There were really two kinds of reasons that I left the LDS church: personal and intellectual.
Personally, I was a failure as an LDS. The LDS church
teaches that people ought to share that they know that
the LDS church is true. They call this obtaining and
sharing one's testimony. Although I had asked God
hundreds and perhaps a few thousand times, during my 12
years as an LDS, whether or not the LDS church were
true, I did not know it was true. Presumably, on an LDS
understanding of these facts, there was something wrong
with me spiritually. I was spiritually deaf for some
reason, perhaps to due wilful or accidental sin. Or, I
was refusing to hear and obey God.
Prior to and during my mission for the LDS church, a
friend of mine named Brad Thompson, made wonderful
prophecies about what I was to do for God as a
missionary. These prophecies were not fulfilled, other
than one instance of fulfillment of a sentence that I
would be hated.
During my mission for the LDS church, there were some
times that I said that I knew that the LDS church was
true, but I felt I was lying to make such statements. I
made them, partly because I had been taught it was my
duty to so testify, and partly because some LDS somewhat
persuaded me that I did know the LDS church was true,
but I was not fully aware that I knew it.

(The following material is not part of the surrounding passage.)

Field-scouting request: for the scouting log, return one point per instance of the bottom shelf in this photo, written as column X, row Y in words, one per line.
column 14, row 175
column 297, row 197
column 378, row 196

After my mission ended in March 1981, I felt very badly
about my relationship with God. I was defeated and
confused. I wondered if I had failed God, or if — perish
the thought — God had failed me, or if, I had somehow
misunderstood what God was saying through Brad, or if,
God was not speaking at all. Emotionally I was lost.
Around this time, LDS church services ceased to draw me.

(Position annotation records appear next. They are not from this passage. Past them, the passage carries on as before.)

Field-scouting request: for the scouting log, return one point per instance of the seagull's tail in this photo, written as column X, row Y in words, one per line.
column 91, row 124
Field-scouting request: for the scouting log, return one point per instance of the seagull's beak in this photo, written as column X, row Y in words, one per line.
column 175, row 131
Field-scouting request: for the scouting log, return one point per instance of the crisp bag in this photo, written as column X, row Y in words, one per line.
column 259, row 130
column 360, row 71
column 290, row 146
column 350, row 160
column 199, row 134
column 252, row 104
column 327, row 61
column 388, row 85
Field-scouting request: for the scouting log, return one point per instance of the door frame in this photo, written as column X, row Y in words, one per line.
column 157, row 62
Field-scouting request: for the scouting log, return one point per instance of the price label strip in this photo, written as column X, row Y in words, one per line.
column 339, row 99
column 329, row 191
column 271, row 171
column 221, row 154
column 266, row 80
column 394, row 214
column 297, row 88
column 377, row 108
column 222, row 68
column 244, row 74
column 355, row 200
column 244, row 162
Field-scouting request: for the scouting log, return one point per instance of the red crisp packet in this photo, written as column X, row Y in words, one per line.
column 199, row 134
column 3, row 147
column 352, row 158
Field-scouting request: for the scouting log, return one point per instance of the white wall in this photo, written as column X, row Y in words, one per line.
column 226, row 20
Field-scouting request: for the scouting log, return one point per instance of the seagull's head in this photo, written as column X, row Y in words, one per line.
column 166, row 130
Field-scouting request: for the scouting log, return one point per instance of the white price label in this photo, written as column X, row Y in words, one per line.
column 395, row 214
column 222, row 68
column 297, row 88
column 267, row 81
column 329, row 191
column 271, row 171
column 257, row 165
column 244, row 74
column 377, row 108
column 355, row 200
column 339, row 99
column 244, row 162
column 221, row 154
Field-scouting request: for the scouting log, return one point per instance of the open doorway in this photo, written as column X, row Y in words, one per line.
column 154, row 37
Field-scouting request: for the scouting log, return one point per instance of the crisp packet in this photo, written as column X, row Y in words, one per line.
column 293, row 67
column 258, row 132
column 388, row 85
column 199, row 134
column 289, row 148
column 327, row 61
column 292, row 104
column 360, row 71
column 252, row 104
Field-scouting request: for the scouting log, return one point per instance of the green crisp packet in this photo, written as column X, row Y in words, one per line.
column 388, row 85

According to the gospel of John, at one point Jesus
says, "No man comes to me, except the Father draw him."
As a predestinationist, I believe that God gives people
a nature such that they are bound to seek and find
Jesus. God draws people to Jesus, by making them hungry
for Him. However, even those who do not believe in
Calvinism, when they read and consider this verse,
acknowledge that God is behind the scenes, orchestrating
events, to bring some people to His Son. God may
frustrate human desires or plans of some men, so that
those who are frustrated can only find their
satisfaction in Him and through Him.
Humanly speaking, God sometimes extract from us a
decision to walk with God, by casting us into the belly
of a great sea fish. The belly of the fish for me, was
1) I did not know that the LDS church was true; And 2) I
was emotionally and intellectually at a lost for
understanding the failure of Brad Thompson's prophesies
about my mission.
At this point, in the spring of 1981 I had been LDS for
nearly eight years. Now, LDS church services ceased to
"draw" me. Intellectually, due to my wide reading, I
generally knew more than the teachers. Spiritually, I
did not feel to worship God. Rather, I prayed that I
would either know God or die. Moreover, LDS church
services did little or nothing to helping me solve the
two personal problems I have described above.

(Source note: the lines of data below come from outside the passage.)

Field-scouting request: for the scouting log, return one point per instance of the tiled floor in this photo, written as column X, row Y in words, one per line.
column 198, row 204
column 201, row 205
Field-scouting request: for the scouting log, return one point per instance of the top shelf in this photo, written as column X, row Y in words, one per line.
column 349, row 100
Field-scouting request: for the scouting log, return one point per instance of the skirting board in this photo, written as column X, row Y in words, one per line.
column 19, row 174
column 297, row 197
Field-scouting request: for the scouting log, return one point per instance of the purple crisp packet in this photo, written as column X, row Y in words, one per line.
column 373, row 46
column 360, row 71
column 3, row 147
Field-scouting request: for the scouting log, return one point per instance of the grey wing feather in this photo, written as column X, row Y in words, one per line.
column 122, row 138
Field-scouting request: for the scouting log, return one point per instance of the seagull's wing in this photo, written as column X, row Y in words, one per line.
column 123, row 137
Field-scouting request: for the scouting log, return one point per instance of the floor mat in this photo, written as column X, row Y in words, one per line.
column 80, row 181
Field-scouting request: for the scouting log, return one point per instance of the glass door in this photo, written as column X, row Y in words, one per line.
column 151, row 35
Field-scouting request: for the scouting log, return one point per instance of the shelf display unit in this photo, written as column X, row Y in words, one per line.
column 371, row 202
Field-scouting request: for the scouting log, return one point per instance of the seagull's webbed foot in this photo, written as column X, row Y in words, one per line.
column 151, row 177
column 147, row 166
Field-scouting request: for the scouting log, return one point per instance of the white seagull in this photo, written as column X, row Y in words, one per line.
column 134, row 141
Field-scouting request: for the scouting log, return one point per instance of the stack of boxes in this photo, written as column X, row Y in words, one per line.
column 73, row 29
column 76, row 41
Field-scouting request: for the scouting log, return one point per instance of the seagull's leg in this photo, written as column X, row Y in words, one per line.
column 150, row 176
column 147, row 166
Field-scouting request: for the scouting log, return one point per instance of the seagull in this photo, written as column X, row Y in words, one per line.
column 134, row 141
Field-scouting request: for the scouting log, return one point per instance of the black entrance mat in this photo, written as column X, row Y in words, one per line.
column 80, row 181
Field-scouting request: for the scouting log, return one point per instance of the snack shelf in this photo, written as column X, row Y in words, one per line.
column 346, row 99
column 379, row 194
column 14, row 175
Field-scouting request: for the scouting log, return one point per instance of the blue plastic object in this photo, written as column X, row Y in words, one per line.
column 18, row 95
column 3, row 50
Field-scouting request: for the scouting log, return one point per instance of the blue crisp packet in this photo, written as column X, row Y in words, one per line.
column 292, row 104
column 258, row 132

I stopped attending LDS church services for about a
month, and then a "priesthood leader" threatened me, on
God's behalf, about my nonattendance. Not wishing to
irritate or offend God any more than whatever was
causing my deafness and confusion, I continued to attend
LDS church. Generally, I brought a book from the library
or bookstore and read it during church.
At this time, though, I assumed that the "problems" I
had were my fault, and did not lie in Mormonism itself.
I believed that Mormonism was true, but assumed that I
was somehow spiritually deaf or not hearing from God.
In 1983 I graduated from BYU with a degree in history. I
returned to Seattle and worked for a time as a canvasser
for a construction company. As I began to knock doors in
South King County, I found that one person every few
days came to their door with a clear smile and joy.
After asking about their home, I would also ask, "You
seem awfully happy. Is there any particular reason why?"
In each case, they said they were happy because they
knew God.
At this time, I was not looking for another church. I
had no intention or plan of leaving the LDS church. I
was not expecting spiritual answers to come from
anywhere other than from God to me. I did want to be
happy, though. I knew I was not happy and I could see
that these people were happy. I learned that all of
these people went to one particular church, called
Community Chapel.
After different invitations, I began to visit the Chapel
worship services. After several visits, I began to
visit/attend regularly. I found that I liked the church.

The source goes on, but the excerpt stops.